UCLA Samueli Newsroom

Nader Sehatbakhsh, an assistant professor of electrical and computer engineering at the UCLA Samueli School of Engineering, has received two National Science Foundation (NSF) grants for a combined total of $1 million. 

Both grants were awarded from NSF’s Computer and Network Systems division to fund Sehatbakhsh’s research on internet-of-things (IoT) devices. He received a three-year, $400,000 award to investigate security vulnerabilities in devices, such as smart watches and remote sensors, which are more susceptible to unexpected power outages, physical damages and other unique threats. Sehatbakhsh aims to address the problems utilizing circuit-architecture-algorithm techniques and emerging non-volatile, spin-based devices to enhance IoT device security.

Director of the Secure Systems and Architectures Lab, Sehatbakhsh also received a three-year, $600,000 grant to study the constraints of low-energy IoT devices in residential and industrial contexts. Collaborating with colleagues from the University of Nebraska-Lincoln and the University of Texas at Austin, Sehatbakhsh focuses on leveraging the devices’ unintended signals, or side-channels, to augment their communication, fingerprinting and debugging capabilities. 

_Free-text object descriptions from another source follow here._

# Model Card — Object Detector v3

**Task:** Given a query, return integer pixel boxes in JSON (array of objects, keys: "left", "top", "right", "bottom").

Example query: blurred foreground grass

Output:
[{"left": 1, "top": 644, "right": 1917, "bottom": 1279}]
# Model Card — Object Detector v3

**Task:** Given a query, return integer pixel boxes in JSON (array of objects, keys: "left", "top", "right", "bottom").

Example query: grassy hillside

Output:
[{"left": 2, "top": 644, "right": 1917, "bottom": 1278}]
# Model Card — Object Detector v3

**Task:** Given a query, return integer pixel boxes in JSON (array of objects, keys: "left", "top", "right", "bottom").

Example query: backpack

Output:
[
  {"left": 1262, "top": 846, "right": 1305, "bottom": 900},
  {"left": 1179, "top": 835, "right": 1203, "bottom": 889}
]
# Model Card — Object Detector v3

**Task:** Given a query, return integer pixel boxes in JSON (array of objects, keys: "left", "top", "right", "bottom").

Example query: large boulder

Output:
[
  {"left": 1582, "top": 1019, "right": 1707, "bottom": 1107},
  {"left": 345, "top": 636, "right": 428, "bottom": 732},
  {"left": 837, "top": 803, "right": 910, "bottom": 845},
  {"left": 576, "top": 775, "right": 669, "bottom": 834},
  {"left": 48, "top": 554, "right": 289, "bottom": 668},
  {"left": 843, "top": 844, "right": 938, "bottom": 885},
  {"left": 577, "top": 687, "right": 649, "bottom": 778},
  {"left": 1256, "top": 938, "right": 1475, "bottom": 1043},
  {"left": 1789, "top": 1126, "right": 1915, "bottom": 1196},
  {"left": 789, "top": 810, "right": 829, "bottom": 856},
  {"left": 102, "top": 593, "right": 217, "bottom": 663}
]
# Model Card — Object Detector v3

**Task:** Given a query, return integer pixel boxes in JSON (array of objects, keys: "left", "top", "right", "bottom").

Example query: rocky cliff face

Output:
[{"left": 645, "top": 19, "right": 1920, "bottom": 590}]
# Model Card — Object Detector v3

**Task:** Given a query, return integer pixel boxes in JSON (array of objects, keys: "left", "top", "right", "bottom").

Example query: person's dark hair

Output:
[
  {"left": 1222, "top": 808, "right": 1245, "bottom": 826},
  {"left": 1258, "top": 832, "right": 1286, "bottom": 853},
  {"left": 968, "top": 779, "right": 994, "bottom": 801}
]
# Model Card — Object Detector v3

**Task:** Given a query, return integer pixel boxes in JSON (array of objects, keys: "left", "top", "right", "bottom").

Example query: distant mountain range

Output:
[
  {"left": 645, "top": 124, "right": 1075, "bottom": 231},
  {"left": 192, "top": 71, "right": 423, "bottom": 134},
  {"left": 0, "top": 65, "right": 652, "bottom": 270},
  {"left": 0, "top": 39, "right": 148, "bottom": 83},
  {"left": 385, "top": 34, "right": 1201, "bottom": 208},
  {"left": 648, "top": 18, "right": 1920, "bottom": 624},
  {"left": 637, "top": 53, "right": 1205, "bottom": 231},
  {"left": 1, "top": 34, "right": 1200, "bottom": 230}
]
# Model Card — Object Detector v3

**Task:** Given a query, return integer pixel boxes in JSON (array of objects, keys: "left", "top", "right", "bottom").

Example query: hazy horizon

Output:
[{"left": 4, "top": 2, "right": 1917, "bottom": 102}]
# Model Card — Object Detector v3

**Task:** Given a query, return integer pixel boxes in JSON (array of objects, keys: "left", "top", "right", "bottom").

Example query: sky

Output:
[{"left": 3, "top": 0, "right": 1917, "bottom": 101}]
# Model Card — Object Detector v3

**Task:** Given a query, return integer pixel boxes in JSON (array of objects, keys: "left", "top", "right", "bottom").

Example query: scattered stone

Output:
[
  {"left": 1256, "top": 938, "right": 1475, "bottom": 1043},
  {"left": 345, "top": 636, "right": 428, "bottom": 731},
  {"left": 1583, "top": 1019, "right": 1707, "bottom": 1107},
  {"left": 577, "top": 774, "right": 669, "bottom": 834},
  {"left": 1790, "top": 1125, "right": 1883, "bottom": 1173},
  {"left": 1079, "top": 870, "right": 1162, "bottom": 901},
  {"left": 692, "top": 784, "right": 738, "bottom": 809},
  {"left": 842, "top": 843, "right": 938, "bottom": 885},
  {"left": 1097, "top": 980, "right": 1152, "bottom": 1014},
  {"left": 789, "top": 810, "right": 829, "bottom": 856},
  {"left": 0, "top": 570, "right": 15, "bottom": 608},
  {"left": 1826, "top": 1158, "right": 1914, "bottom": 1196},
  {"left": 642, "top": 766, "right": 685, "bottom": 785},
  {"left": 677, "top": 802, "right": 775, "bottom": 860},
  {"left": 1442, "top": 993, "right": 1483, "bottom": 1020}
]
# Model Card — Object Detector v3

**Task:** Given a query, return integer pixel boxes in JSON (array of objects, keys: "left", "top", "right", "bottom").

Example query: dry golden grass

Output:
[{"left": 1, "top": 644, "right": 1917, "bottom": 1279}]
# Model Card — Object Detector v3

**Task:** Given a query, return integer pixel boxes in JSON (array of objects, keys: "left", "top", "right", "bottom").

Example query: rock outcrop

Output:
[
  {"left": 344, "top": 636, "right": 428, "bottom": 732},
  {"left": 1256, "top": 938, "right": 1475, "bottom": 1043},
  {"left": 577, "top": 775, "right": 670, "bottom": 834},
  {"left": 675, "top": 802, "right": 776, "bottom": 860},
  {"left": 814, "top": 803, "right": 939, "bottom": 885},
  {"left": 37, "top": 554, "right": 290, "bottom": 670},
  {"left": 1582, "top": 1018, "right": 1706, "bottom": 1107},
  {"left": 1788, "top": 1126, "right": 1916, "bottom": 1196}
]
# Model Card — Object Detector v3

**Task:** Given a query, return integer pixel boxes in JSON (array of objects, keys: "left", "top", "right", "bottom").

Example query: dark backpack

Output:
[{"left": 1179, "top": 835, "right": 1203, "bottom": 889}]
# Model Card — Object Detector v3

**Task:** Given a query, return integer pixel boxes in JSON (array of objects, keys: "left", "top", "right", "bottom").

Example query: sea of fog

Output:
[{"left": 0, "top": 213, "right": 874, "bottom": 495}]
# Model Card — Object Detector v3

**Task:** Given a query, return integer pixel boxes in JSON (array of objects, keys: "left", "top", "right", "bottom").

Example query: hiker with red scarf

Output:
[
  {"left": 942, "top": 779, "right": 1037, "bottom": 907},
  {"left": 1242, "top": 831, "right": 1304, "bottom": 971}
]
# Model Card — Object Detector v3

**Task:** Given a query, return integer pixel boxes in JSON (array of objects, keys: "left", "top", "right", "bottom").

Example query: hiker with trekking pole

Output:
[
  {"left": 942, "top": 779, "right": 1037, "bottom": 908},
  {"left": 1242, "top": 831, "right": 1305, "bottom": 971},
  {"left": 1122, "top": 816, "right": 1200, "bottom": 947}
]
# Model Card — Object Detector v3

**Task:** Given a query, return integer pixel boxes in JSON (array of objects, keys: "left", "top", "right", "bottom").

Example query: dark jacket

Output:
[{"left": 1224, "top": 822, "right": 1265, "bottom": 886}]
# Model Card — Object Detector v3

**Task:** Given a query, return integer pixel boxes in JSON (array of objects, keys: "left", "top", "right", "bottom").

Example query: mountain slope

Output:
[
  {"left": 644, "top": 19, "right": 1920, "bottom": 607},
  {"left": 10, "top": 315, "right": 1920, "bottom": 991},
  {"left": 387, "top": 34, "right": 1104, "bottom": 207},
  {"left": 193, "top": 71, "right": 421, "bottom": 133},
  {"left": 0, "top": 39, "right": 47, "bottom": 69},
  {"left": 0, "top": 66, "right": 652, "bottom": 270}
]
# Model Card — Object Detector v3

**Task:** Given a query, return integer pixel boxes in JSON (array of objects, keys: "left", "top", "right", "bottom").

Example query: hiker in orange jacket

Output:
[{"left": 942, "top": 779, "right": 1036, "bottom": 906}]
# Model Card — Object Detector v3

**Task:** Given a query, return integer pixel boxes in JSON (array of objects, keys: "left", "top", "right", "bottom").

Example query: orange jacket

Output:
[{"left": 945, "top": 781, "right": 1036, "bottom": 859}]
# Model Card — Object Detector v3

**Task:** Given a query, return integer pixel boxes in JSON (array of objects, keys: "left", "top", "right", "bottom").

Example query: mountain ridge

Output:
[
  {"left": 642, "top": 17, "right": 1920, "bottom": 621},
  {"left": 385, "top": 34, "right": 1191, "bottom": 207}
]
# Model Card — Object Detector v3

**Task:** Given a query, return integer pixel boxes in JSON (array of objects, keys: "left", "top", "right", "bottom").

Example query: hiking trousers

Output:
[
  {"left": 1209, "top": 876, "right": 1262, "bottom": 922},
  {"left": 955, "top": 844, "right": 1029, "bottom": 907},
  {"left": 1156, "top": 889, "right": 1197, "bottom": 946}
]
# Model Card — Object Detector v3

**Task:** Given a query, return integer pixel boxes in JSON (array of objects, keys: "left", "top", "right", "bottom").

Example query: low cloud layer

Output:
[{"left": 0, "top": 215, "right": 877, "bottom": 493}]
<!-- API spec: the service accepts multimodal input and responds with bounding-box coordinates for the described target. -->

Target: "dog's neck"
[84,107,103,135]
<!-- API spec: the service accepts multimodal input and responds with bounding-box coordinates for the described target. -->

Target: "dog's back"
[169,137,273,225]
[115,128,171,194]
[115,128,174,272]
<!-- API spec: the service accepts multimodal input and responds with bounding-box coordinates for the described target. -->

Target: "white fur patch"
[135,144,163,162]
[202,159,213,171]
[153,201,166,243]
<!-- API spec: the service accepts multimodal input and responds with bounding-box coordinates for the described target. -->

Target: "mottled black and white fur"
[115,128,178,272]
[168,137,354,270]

The two projects also have received additional funding from the U.S. Intelligence Advanced Research Projects Activity and Cisco Research.

A faculty member at UCLA since 2020, Sehatbakhsh specializes in hardware security and privacy. His lab develops security measures for a broad range of devices by first testing attacks on existing systems to discover vulnerabilities and then finding solutions to solve the problems.